For release into the CycleChat diaspora - a copy of Willy Voet's _Breaking The Chain - Drugs & Cycling: The True Story_.

The story of the 1998 Festina Scandal - a gripping tale of skulduggery, lies and winning at all costs.

Anyone interested, post your name down below - draw to take place this weekend. First name out of the hat wins!


----------



## JiMBR (25 Nov 2009)

Please


----------



## ChrisKH (25 Nov 2009)

Me please.


----------



## cisamcgu (25 Nov 2009)

Yes please


----------



## ComedyPilot (25 Nov 2009)

S'il vous plait


----------



## longers (25 Nov 2009)

Perhaps you could draw two names out the hat Mr Moan?
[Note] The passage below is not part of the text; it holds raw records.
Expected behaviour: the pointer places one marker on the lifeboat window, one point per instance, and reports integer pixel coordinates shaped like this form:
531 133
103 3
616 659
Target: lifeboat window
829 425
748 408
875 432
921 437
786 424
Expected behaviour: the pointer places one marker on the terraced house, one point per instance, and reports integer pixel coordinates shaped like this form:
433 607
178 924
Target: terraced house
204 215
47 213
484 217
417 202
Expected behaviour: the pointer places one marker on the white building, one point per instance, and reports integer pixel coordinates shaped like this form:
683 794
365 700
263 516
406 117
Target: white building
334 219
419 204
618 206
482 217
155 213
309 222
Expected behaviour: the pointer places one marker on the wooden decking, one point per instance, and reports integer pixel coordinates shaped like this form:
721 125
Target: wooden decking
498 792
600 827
I've got a copy knocking around here that I was sure I'd posted out but never got round to doing the raffle


----------



## addictfreak (25 Nov 2009)

Yes please


----------



## dmoan (25 Nov 2009)

longers said:


> Perhaps you could draw two names out the hat Mr Moan?
> 
> I've got a copy knocking around here that I was sure I'd posted out but never got round to doing the raffle



No problem!

Although, I bet you'll be right and disappointed if your name is one of them!


----------



## MrRidley (25 Nov 2009)

Me please.


----------



## longers (25 Nov 2009)

dmoan said:


> Although, I bet you'll be right and disappointed if your name is one of them!



Save me a few bob in postage though


----------



## Panter (25 Nov 2009)

Please


----------



## Telemark (25 Nov 2009)

Yes please!

T


----------



## dmoan (30 Nov 2009)

And the winner of my copy is ...

cisamcgu!

PM me your address details and I'll pop the book in the post tommorow!


----------



## dmoan (30 Nov 2009)

The winner of longer's copy is ...

panter!

Contact longers regarding posting etc!


----------